Background: When using administrative databases for epidemiologic research, a subsample of subjects can be interviewed, eliciting information on undocumented confounders. This article presents a thorough investigation of the validity of a two-stage sample encompassing an assessment of nonparticipation and quantification of the extent of bias.
Methods: Established through record linkage of administrative databases, the Québec Birth Cohort on Immunity and Health (n = 81,496) aims to study the association between Bacillus Calmette-Guérin vaccination and asthma. Among 76,623 subjects classified in four Bacillus Calmette-Guérin-asthma strata, a two-stage sampling strategy with a balanced design was used to randomly select individuals for interviews. We compared stratum-specific sociodemographic characteristics and healthcare utilization of stage 2 participants (n = 1,643) with those of eligible nonparticipants (n = 74,980) and nonrespondents (n = 3,157). We used logistic regression to determine whether participation varied across strata according to these characteristics. The effect of nonparticipation was described by the relative odds ratio (ROR = ORparticipants/ORsource population) for the association between sociodemographic characteristics and asthma.

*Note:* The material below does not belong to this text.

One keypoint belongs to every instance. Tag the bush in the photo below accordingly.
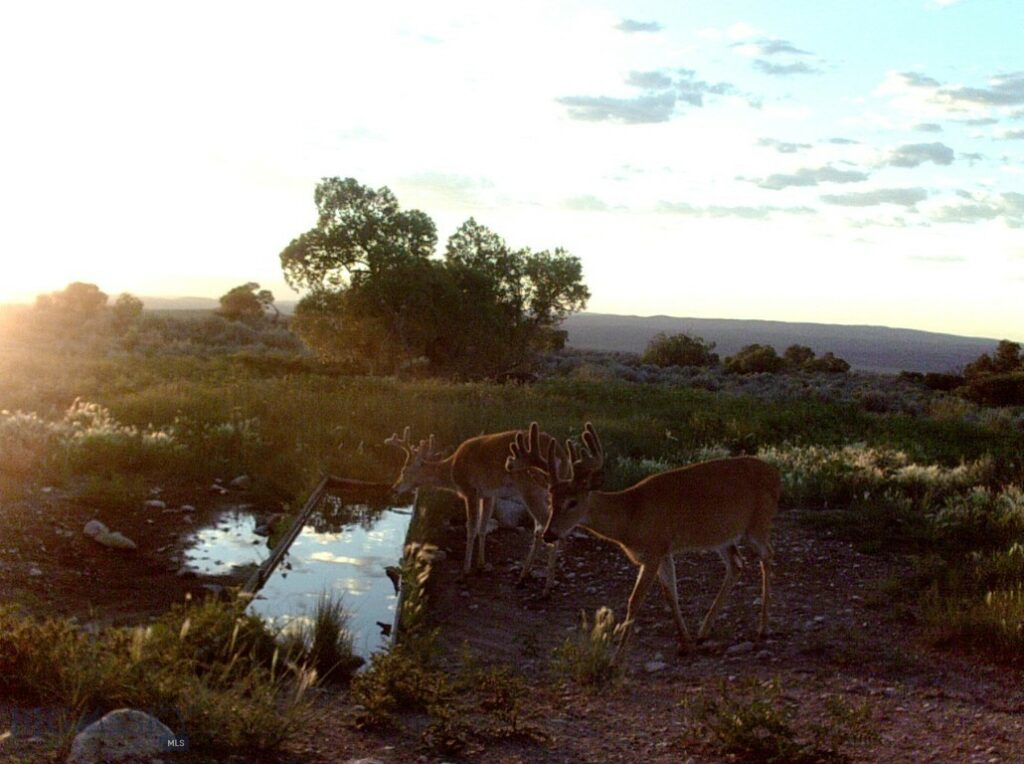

Results: Parental age at childbirth, area of residence, family income, and healthcare utilization were comparable between groups. Participants were slightly more likely to be women and have a mother born in Québec. Participation did not vary across strata by sex, parental birthplace, or material and social deprivation. Estimates were not biased by nonparticipation; most RORs were below one and bias never exceeded 20%.
Conclusions: Our analyses evaluate and provide a detailed demonstration of the validity of a two-stage sample for researchers assembling similar research infrastructures.